Last year, building on Vice President Joe Biden’s 2016 Cancer Moonshot, NCI issued a Request for Applications to study application of patient-reported outcomes. The institute said it intends to commit $3.25 million in FY2018 to fund three to five awards.

Here is how such data can be used: (1) investigators predict a therapy’s side effects, (2) they list these side effects in an electronic questionnaire, (3) patients report on their experience, and (4) investigators refine their understanding of the way the drug is tolerated and, possibly, adjust the regimen.

Some studies have shown that reporting of symptomatic adverse events by patients is more reliable than such assessments by physicians. Two oncologists seeing the same patient minutes apart from each other tend to disagree quite frequently about the level and severity of symptoms.

Through patient-reported outcomes, clinicians would be able to improve the measurements of risk and benefits, said Ethan Basch, director of the Cancer Outcomes Research Program and professor of medicine and public health at the UNC Lineberger Comprehensive Cancer Center.

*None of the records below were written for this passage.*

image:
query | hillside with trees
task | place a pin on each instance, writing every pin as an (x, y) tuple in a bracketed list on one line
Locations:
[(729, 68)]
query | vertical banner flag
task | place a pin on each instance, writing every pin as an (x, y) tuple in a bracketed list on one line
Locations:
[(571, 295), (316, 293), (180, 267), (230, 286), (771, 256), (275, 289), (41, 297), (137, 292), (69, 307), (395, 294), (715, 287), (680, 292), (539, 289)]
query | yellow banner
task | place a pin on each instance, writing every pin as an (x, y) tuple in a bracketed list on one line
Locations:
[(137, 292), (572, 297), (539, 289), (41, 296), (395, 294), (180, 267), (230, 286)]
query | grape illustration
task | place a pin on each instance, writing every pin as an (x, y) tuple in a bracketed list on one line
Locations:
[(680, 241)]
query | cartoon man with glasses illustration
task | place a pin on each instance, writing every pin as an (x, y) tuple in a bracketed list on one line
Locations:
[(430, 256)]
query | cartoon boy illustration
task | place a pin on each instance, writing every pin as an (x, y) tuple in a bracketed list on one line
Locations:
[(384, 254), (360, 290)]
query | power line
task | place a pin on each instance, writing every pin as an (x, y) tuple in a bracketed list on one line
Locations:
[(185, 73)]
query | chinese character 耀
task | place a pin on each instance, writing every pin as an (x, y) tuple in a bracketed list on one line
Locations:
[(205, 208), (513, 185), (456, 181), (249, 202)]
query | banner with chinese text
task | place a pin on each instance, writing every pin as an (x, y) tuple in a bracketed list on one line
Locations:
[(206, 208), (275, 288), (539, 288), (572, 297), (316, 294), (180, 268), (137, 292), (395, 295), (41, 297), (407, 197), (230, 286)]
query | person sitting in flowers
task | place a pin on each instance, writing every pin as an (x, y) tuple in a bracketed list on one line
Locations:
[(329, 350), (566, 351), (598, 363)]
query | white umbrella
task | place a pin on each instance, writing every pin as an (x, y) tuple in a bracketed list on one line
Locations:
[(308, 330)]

“There was previously a bias among some investigators that ‘I know better than my patients,’ or that we can’t really trust patients to be reliable, or that patients will be too ill to report their own toxicties, but empiric data show that none of that it true,” Basch said to The Cancer Letter. “What we find is that, in fact, when clinicians report patient symptoms, that’s where the real subjectivity comes in.

“Without patient-reported information about these experiences, we have an incomplete understanding of the characteristics of drug products. And that simple messaging, I hope, will really push the industry to bring their resources forward around the methods for doing this.”

A conversation with Basch appears here.

Recording patient-reported outcomes electronically in real time and allowing clinicians to review longitudinal reports can improve patients’ quality of life and lengthen survival, Basch wrote in an article published January 2017 in the New England Journal of Medicine.

More than a decade ago, many in the oncology field scoffed at efforts by Basch and his team to systematize these data by using an existing grading scale for adverse events.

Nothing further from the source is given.